Torna-se evidente que a transformação sociocultural representada pelo intenso processo de pluralização do campo religioso em diversas regiões de Pernambuco traz, inevitavelmente, implicações importantes para vida social, cultural e política do estado. A primeira e mais visível dessas implicações diz respeito às questões do reconhecimento, da (in)tolerância e da convivência não somente entre os diferentes grupos religiosos, mas, também entre instituições como o Estado, a mídia, a academia e essas “novas” identidades e grupos. Não é por acaso que se tornam cada vez mais frequentes episódios de conflitos entre grupos e personalidades religiosas e, ao mesmo tempo, de desentendimento, estigmatização ou mesmo perseguição contra grupos minoritários, em especial as religiões de matriz africana, inclusive por agentes públicos. Outra implicação que merece destaque está relacionada ao campo da educação. Embora a educação no Brasil tenha sido oficialmente secularizada a partir do processo de consolidação da República, é amplamente reconhecido que a maioria das estruturas curriculares, práticas pedagógicas e dinâmicas escolares vigentes no país foram desenvolvidas ainda em um contexto de hegemonia de uma cultura nacional católica. Nesse contexto, questões como a diversidade de identidades, discursos e práticas religiosas nas escolas, na mídia e na sociedade ainda não eram visível e seriamente reconhecidas como questões prementes para a vida social e para a formação dos sujeitos. Os dilemas despertados pela pluralização religiosa, todavia, não precisam ser tratados necessariamente ou simplesmente pela perspectiva da acomodação dos diferentes grupos em um sistema “multicultural” de diferenças. No qual cada grupo passe a ocupar um espaço social (físico ou simbólico) apartado, estático e pré-determinado como forma de evitar divergências e conflitos. A pluralização do campo religioso pode mesmo contribuir, se não for reduzida ao modelo de um mercado de disputa por fiéis ou de comercialização de bens simbólicos, para um aprofundamento das experiências de participação coletiva e de construção democrática em uma população que foi longamente alijada dessas experiências.
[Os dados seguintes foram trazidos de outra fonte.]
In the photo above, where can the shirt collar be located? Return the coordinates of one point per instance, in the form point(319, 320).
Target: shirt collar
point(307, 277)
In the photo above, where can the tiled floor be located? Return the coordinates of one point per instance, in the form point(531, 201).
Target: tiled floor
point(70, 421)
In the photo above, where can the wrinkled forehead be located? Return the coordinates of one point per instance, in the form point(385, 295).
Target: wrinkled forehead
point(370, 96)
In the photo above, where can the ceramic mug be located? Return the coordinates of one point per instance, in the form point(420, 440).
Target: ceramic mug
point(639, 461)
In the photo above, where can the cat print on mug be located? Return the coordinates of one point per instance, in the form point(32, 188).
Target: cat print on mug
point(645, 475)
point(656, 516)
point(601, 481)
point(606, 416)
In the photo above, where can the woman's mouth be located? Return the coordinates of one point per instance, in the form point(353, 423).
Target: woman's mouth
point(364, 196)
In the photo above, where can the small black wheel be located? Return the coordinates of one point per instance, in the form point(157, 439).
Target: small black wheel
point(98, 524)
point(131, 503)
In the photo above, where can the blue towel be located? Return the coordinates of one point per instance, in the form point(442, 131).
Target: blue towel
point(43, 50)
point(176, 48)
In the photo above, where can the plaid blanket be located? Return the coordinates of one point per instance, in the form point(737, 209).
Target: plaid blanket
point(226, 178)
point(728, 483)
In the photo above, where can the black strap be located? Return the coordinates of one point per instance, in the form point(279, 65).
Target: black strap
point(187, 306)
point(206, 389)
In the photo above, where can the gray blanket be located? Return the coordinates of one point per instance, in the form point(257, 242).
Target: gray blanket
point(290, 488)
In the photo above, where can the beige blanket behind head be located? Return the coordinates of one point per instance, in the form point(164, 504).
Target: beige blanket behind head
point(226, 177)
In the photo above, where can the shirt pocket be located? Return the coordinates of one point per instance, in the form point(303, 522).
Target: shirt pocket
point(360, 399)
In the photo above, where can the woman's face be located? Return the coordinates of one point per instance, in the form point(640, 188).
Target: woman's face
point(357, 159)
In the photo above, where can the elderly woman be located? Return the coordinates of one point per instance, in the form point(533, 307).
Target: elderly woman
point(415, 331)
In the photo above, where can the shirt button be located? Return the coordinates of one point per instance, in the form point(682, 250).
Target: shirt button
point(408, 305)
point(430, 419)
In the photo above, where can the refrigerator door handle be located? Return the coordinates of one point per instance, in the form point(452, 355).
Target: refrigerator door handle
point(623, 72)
Referências bibliográficas

JACOB, Cesar et al. Atlas da filiação religiosa e indicadores sociais no Brasil. Rio de Janeiro/São Paulo: PUC-Rio/Loyola, 2003. 
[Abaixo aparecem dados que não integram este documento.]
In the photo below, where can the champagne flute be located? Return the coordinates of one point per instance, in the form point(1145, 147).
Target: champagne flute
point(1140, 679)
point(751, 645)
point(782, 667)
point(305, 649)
NOVAES, Regina. Os jovens sem religião: ventos secularizantes, “espírito de época” e novos sincretismos. Notas preliminares. Estudos Avançados, v. 18, n. 52, p. 321-330, 2004. 
RODRIGUES, Denise. Juventude sem religião: uma crise do pertencimento institucional no Brasil. Teoria e Sociedade, v. 18, n. 1, p. 66-93, 2010.